Both push_back and emplace_back have what is called "amortized constant time" performance. To see what this means, consider what would happen to a naive vector if you call v.emplace_back() a hundred times in a row. With each call, the vector needs to get just a little bit bigger; so it reallocates its underlying array and moves all v.size() elements from the old array to the new one. Soon you'd be spending more time copying old data from place to place than you're spending actually "pushing back" new data! Fortunately, std::vector is smart enough to avoid this trap. Whenever an operation such as v.emplace_back() causes reallocation, the vector won't make room for just capacity() + 1 elements in the new array; it will make room for k * capacity() elements (where k is 2 for libc++ and libstdc++, and approximately 1.5 for Visual Studio). So, although reallocation gets more and more expensive as the vector grows, you do fewer and fewer reallocations per push_back--and so the cost of a single push_back is constant, on average. This trick is known as geometric resizing.

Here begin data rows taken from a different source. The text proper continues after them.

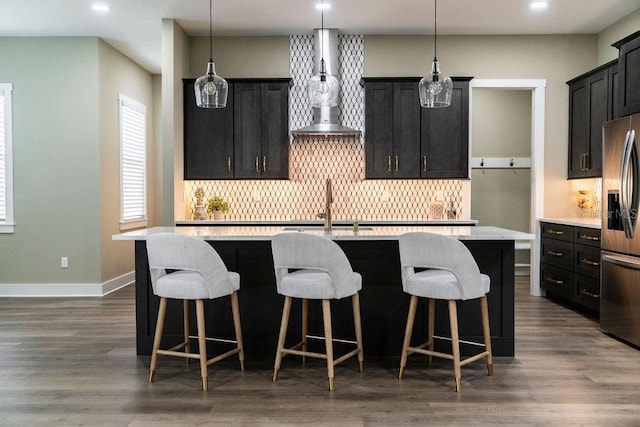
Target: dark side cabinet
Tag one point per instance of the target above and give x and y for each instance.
(208, 138)
(629, 72)
(592, 101)
(261, 129)
(392, 128)
(445, 137)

vec.insert(it, t) adds an item into the middle of the vector, at the position indicated by the iterator it. If it == vec.end(), then this is equivalent to push_back; if it == vec.begin(), then this is a poor man's version of push_front. Notice that, if you insert anywhere but the end of the vector, all the elements after the insertion point in the underlying array will get shifted over to make room; this can be expensive.

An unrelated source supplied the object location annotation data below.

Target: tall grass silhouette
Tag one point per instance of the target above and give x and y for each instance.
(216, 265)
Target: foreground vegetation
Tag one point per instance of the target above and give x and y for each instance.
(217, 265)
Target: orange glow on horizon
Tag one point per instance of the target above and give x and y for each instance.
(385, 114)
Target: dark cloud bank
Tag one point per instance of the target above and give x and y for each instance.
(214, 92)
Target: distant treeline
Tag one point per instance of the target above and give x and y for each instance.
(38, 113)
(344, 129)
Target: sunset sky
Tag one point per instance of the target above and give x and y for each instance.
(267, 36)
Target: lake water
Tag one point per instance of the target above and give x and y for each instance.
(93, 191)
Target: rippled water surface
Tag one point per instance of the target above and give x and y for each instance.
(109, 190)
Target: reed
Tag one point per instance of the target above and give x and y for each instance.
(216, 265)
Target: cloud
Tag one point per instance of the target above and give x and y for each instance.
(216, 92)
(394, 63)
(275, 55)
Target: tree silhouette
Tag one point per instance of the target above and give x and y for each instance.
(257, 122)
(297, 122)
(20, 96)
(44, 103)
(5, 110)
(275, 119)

There are several different overloads of .insert(). Generally speaking, none of these will be useful to you, but you might want to be aware of them in order to interpret the cryptic error messages (or cryptic runtime bugs) that will show up if you accidentally provide the wrong arguments to .insert() and overload resolution ends up picking one of these instead of the one you expected:

    std::vector<int> v = {1, 2};
    std::vector<int> w = {5, 6};

    // Insert a single element.
    v.insert(v.begin() + 1, 3);
    assert((v == std::vector{1, 3, 2}));

    // Insert n copies of a single element.
    v.insert(v.end() - 1, 3, 4);
    assert((v == std::vector{1, 3, 4, 4, 4, 2}));

    // Insert a whole range of elements.
    v.insert(v.begin() + 3, w.begin(), w.end());
    assert((v == std::vector{1, 3, 4, 5, 6, 4, 4, 2}));

    // Insert a braced list of elements.
    v.insert(v.begin(), {7, 8});
    assert((v == std::vector{7, 8, 1, 3, 4, 5, 6, 4, 4, 2}));

vec.emplace(it, args...) is to insert as emplace_back is to push_back: it's a perfect-forwarding version of the C++03 function. Prefer emplace and emplace_back over insert and push_back, when possible.

vec.erase(it) erases a single item from the middle of a vector, at the position indicated by the iterator it. There's also a two-iterator version, vec.erase(it, it), which erases a contiguous range of items. Notice that this two-iterator version is the same one we used in the erase-remove idiom in the previous chapter.

To delete just the last element from the vector, you could use either vec.erase(vec.end()-1) or vec.erase(vec.end()-1, vec.end()); but since this is a common operation, the standard library provides a synonym in the form of vec.pop_back(). You can implement a dynamically growable stack using nothing more than the push_back() and pop_back() methods of std::vector.